The financial year has started strongly, however we do note that significant uncertainty related to Covid-19 on UK consumer confidence and the potential impact of Brexit exists and it is exceptionally difficult to assess the outlook beyond the short term. While positive trading momentum currently remains we do note that some consumers may be bringing forward spending decisions and this may affect trading later in the financial year.

Notwithstanding these risks, recent trading and our current momentum does increase our earnings resilience and it has significantly strengthened our financial headroom. Furthermore, the Board continues to have confidence that the business is well-positioned to capitalise on opportunities as its markets recover.”


 James Fisher – “The first half of 2020 was one of the most demanding periods the Company has faced, and the commitment, support and engagement of our employees in stepping up to the challenges has been remarkable. The Group responded swiftly to both the unprecedented headwinds presented by Covid19 and the longer-term implications for energy demand by taking actions to reduce costs and protect the Group's liquidity. Whilst the second half is expected to remain challenging and the outlook for our end markets is uncertain, we expect trading to improve through the second half, assuming no material deterioration in the Covid-19 situation. James Fisher is well diversified by geographical sector and end market. The resilience of the Group, our strong liquidity position combined with swift actions taken to reduce costs position James Fisher well for any improvement in market conditions in the second half and beyond. Whilst the financial performance in 2020 will be lower than 2019, the Group remains well placed to deliver future growth to its shareholders.”


• Schools in and around the South Korean capital Seoul have been ordered to switch to online classes as authorities try to tackle an increase in coronavirus cases. The country was widely praised for controlling its initial outbreak but cases linked to a church have caused a new spike in infections.

• The Gaza Strip has imposed an immediate 48-hour curfew after the first locally-transmitted coronavirus infections were recorded. Four members of a family at a refugee camp tested positive.

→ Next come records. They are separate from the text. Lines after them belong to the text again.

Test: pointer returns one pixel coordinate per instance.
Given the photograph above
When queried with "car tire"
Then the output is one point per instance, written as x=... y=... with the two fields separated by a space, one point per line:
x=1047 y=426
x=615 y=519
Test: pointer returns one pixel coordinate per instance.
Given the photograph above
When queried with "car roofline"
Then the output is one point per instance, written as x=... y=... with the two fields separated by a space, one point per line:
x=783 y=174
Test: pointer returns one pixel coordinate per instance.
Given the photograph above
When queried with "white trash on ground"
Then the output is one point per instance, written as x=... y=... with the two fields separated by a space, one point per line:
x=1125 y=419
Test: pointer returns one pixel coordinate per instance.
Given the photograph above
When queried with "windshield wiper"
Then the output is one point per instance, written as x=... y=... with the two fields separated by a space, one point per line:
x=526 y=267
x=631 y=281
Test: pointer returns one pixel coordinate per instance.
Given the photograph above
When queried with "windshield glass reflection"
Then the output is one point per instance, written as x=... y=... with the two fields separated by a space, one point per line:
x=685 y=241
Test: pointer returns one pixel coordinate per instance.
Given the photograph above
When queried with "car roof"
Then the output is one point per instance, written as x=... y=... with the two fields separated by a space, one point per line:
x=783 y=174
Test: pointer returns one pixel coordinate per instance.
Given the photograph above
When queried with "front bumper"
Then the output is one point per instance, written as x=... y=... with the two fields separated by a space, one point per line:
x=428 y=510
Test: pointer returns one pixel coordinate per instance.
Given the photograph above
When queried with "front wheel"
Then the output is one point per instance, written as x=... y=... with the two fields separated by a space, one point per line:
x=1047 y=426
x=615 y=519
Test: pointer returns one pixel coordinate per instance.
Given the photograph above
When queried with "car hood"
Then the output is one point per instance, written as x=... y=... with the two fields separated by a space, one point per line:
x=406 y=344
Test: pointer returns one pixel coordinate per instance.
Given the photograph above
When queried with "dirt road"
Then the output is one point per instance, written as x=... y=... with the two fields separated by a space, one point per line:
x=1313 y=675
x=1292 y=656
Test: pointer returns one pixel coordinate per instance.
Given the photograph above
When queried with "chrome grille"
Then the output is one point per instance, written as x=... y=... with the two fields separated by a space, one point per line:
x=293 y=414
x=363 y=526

• Hong Kong scientists have reported the first confirmed case of an apparently healthy patient being re-infected with Covid-19, four months after the first infection.

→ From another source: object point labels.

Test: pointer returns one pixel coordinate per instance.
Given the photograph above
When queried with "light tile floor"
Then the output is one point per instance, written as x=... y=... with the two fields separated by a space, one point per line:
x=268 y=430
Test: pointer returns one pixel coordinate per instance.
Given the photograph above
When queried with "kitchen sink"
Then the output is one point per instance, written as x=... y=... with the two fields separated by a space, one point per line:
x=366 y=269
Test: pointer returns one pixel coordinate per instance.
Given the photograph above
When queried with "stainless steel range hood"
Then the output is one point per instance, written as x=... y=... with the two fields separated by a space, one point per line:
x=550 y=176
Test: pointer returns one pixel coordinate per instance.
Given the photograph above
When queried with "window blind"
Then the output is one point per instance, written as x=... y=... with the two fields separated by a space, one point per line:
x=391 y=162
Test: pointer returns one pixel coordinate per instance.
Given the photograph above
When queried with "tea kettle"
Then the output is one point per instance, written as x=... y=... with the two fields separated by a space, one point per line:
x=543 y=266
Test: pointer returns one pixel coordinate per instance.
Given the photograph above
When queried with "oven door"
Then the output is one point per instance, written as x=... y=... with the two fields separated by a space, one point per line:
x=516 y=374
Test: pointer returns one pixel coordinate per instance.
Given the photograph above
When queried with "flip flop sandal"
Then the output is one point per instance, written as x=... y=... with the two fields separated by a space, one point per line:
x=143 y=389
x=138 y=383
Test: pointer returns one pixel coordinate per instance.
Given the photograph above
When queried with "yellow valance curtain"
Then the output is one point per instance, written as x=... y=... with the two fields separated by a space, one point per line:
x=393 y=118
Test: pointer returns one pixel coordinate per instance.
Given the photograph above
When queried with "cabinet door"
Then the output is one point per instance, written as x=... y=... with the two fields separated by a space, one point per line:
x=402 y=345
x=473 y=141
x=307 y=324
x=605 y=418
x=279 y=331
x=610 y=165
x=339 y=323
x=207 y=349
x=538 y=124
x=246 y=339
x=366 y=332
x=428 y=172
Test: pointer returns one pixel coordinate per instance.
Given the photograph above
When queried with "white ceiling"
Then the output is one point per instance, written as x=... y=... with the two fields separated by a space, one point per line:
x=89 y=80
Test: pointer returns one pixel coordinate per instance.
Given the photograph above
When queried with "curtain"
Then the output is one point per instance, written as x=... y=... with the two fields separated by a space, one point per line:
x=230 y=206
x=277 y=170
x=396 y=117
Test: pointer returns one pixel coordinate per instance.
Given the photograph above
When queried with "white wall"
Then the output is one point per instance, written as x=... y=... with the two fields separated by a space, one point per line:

• Notting Hill Carnival performances will be streamed online to people’s homes.

• The Indonesian island of Bali will not open to foreign tourists again this year because of coronavirus concerns, officials have announced. Authorities in the popular holiday destination had earlier said foreign visitors would be allowed to return from next month, but the plan has been scrapped over concerns about Indonesia's mounting Covid-19 cases.

• The German economy contracted by a record 9.7% in the second quarter as consumer spending, company investments and exports all fell, the statistics office said today. The reading marked a minor upward revision from an earlier estimate for the April-June period of -10.1% that the office had published last month. Consumer spending shrank by 10.9% on the quarter, capital investments by 19.6% and exports by 20.3%, seasonally-adjusted data showed. Construction activity, normally a consistent growth driver for the German economy, fell by 4.2% on the quarter.

• Secondary school pupils in Scotland will be required to wear face coverings in corridors and shared areas from Monday. Education Secretary John Swinney said the new guidance would be updated based on advice from the World Health Organization (WHO).